From the ultra-plodding snooze-fest of lead single ‘The Day That Never Comes’ to the audacity of breaking out ‘The Unforgiven III’, Death Magnetic is a violently uninspired grovelling return to the status quo.

Key Tracks: N/A

#9. Reload

Clip via Warner Bros. Records

‘Fuel’ is a perfectly nonsensical Metallica joint, and ‘The Memory Remains’ – featuring spooky vocals from Marianne Faithfull of all people – has its moments. Skip the rest.

Key Tracks: As above, mate.

#8. Load

The only album that can realistically come before an album named Reload, Load is perhaps best remembered for its edgy-as-hell ‘Semen and Blood III’ artwork which rather puts a juvenile spin on things at a time when the lads probably should have been ageing gracefully.

But this is Metallica, brah! Rock and roll. Load is… fine? It’s not a terribly memorable album, the production isn’t much to write home about and it just feels a bit stock, as Lars Ulrich might say.

Key Tracks: ‘Until It Sleeps’, ‘King Nothing’

#7. St. Anger

Much as this writer would like to troll everyone by putting St. Anger at number one, there’s only so much of a case you can make for it.

One of the most notorious albums of modern times, St. Anger was violently rejected by critics and fans alike.
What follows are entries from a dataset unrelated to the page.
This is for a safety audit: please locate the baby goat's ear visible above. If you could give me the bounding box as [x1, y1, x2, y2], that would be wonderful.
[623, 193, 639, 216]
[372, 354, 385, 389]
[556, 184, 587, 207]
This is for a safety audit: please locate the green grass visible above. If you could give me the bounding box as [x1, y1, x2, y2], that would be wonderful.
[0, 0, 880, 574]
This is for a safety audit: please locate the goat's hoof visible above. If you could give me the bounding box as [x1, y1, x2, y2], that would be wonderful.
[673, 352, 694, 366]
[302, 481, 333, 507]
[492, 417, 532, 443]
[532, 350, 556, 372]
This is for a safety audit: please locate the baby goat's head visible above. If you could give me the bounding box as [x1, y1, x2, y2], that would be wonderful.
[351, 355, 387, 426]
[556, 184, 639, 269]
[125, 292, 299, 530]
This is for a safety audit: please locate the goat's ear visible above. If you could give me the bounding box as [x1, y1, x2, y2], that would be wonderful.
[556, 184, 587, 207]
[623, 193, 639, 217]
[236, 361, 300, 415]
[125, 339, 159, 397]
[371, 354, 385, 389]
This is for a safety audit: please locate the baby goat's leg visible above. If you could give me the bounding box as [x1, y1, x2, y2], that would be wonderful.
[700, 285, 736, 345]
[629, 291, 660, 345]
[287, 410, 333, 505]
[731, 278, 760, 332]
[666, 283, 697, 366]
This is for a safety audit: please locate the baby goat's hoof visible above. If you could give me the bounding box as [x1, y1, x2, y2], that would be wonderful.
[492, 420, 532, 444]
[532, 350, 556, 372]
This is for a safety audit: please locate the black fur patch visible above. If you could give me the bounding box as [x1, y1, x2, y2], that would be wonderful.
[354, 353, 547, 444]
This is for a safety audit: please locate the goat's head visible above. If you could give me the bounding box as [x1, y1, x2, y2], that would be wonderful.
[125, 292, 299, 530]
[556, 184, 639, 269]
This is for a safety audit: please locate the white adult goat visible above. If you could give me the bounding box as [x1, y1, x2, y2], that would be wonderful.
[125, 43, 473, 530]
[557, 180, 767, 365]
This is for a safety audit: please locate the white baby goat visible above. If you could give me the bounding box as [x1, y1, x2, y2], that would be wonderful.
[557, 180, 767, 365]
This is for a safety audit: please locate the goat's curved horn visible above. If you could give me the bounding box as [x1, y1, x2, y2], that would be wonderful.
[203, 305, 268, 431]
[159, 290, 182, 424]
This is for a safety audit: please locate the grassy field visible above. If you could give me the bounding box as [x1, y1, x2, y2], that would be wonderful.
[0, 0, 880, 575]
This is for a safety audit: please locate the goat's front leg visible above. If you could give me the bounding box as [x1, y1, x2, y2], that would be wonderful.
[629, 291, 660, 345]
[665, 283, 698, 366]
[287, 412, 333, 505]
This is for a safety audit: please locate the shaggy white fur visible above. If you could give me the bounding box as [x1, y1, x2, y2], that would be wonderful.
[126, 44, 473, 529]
Sure, there are some who argue that it has a certain charm and that Lars’ insanely highly strung snare drum is a thing of beauty (hey!) but for the most part, St. Anger is utterly despised.

The songs are ridiculously long, Hetfield’s lyrics are bottom of the barrel and the removal of solos immediately dated the whole enterprise, but it’s perfectly enjoyable if you turn off most of the songs halfway through.

Key Tracks: ‘Frantic’, ‘St. Anger’, ‘The Unnamed Feeling’

#6. Hardwired… to Self-Destruct

Now we’re talking. This is how you do a return to form.

Clip via Metallica

Let’s get the criticism out of the way; Metallica’s most recent record is way too overstuffed.

If they had have been a bit more ruthless and kept it to one coherent narrative rather than the Side A/Side B thing they opted for, we would be looking at a legitimate classic.

Instead, it’s a strong recommend with some caveats, but the good stuff represents Metallica’s sharpest, most energetic and adventurous work in a long time.

Key Tracks: ‘Atlas, Rise!’, ‘Moth Into Flame’, ‘Halo On Fire’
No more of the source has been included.